This repository contains the source code and result data of my master thesis: Formal Specification and Practical Validation of Property Graph Schemas.
Graph databases are increasingly receiving attention from industry and academia, due in part to their flexibility; a schema is often not required. In particular, the property graph model enables natural expression of data from a wide variety of domains. However, schemas can significantly benefit query optimization, data integrity, and documentation. We present a formal property graph schema model based on conceptual data modeling methods, integrating constraints on mandatory and allowed properties, property data types, edge endpoints, and edge cardinality. Moreover, we specify schema validation semantics using first-order logic rules. These rules are implemented using graph queries for Neo4j, JanusGraph, and TigerGraph, which we evaluate through a controlled experiment.
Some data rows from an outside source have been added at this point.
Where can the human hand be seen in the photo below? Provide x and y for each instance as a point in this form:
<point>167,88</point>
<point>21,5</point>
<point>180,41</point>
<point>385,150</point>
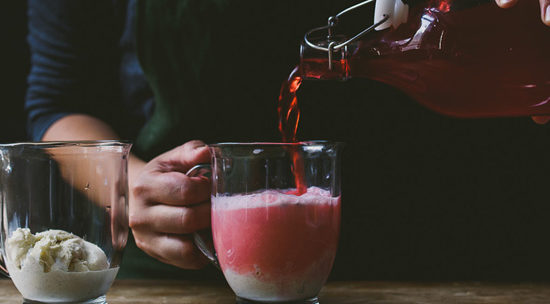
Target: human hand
<point>168,206</point>
<point>545,16</point>
<point>544,8</point>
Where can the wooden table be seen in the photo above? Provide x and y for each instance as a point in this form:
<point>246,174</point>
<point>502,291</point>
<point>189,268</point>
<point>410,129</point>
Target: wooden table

Our results demonstrate feasibility of our approach, with execution times scaling linearly with the size of the data.
📁 analysis
: Data of experiment results and notebook used to generate plots and statistical analyses.
📁 docs
: LaTeX source code and output for the main thesis document.
📁 janusgraph
: Java source code and utilities for JanusGraph experiments.
📁 neo4j
: Cypher queries and utilities for Neo4j experiments.
📁 tigergraph
: GSQL queries and statements and utilities for TigerGraph experiments.